MarketPlace is well recognized in the fair trade movement; they were actually one of the founding members of the Fair Trade Federation. MarketPlace is changing lives on a day-to-day basis. Their goal is to increase economic opportunities for women artisans in India, which helps to bring change and growth within their communities by promoting leadership and equality.

These women use their talents in a creatively charged atmosphere. Everything that is produced is handcrafted and carefully designed to make each item unique. MarketPlace: Handwork of India is marketed through the U.S. in a bi-annual catalog, through their website, www.marketplaceindia.com, and in select boutiques. The catalog offers an exceptional variety of apparel, jewelry, handbags, and home interiors. All of the items are labeled with the words "Dignity not Charity," allowing customers to see the significance of a product that respects the rights of its producer.

MarketPlace: Handwork of India provides an alternative to the inequities of conventional trade between developed and developing countries. MarketPlace's work over the past 20 years demonstrates how we are all interconnected by the work that we do. In fair trade organizations such as this, consumer and producer share an intimate connection that is based on appreciation and respect. MarketPlace has created a sustainable workforce where superior craftsmanship and increased self-worth are valued more highly than profit margins. They have given hope to hundreds of women who are disadvantaged because of issues such as gender, social standing, and poverty.

MarketPlace has given hope to those who need it the most.
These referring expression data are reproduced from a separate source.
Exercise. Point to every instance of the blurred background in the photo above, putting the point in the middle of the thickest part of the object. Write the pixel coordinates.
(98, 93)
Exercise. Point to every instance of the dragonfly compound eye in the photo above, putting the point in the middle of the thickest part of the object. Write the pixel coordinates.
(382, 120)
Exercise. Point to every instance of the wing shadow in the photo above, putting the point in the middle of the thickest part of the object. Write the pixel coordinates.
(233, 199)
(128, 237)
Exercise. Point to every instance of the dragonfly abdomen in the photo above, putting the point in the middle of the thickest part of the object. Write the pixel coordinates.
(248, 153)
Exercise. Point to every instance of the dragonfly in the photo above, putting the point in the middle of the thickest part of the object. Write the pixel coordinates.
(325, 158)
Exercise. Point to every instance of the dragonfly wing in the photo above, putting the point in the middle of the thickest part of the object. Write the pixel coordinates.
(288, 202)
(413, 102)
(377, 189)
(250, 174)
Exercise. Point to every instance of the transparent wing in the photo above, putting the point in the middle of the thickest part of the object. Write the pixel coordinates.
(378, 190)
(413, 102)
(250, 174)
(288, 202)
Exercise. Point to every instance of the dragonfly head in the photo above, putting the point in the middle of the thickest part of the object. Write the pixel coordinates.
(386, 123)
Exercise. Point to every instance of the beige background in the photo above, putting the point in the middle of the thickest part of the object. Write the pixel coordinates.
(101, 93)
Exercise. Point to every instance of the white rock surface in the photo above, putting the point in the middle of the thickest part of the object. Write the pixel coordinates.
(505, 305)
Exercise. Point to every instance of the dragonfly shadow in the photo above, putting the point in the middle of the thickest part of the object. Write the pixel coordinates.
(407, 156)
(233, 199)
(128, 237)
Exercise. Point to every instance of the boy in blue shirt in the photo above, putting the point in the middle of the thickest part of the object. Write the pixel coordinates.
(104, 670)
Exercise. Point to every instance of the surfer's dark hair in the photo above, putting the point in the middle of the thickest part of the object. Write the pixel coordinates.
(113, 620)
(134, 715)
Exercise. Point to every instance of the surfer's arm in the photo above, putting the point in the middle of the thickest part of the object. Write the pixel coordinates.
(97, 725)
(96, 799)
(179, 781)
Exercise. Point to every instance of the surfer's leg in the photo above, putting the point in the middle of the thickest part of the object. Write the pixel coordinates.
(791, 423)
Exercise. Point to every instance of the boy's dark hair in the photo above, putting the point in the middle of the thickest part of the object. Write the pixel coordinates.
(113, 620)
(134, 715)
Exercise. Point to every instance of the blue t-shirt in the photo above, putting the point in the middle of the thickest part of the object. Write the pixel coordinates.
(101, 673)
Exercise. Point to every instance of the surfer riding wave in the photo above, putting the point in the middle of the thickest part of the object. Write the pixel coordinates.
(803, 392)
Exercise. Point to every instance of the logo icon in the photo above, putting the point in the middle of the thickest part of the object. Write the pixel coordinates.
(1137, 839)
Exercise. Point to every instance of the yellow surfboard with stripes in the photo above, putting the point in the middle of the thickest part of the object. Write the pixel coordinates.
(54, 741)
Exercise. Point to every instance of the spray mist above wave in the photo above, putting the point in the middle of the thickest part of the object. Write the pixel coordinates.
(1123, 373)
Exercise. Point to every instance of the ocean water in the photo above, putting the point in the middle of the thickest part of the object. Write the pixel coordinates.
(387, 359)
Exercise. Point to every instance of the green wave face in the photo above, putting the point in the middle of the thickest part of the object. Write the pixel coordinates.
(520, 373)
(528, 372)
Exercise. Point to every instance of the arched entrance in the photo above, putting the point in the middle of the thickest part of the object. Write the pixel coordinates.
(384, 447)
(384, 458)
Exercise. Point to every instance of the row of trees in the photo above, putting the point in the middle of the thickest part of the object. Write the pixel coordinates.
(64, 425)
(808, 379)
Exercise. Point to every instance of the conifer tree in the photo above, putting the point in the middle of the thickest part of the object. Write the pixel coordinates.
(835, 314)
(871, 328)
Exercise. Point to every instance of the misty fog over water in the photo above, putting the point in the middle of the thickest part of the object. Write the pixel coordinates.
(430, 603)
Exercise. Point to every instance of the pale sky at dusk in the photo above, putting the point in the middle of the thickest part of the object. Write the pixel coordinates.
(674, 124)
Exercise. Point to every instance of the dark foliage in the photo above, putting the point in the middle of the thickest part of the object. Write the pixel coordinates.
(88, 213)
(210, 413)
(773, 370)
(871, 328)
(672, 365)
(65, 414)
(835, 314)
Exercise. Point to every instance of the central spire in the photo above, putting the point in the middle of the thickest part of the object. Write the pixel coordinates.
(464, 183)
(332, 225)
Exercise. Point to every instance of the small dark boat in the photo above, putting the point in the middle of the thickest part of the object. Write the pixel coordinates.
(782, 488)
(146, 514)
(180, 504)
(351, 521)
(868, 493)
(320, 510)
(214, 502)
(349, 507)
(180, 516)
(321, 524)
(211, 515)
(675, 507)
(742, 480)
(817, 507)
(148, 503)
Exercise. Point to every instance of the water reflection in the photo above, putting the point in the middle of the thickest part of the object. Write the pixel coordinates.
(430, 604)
They have also given a sense of entrepreneurship to these women that will continue to enhance their lives as well as the lives of the members of their families and communities. On a personal level, this company has given me the ability to see the world in a new light. The choices we make on a daily basis have the ability to make a drastic difference in the world we live in. By making conscious decisions on the products we purchase, we are able to lead a more meaningful life.For me, joining MarketPlace and the fair trade movement was about connecting my ideals to my actions. I could see how my everyday decisions could have a more fulfilling impact on my own life and the life's of others. I get a great deal of fulfillment from knowing that my purchasing decisions help to provide a sustainable way of living for those involved. Like Chris Martin and his piano or that package of coffee, I am now a part of a movement that has a foundation in mutual appreciation and helps to create global community that is conducive to the well-being of all.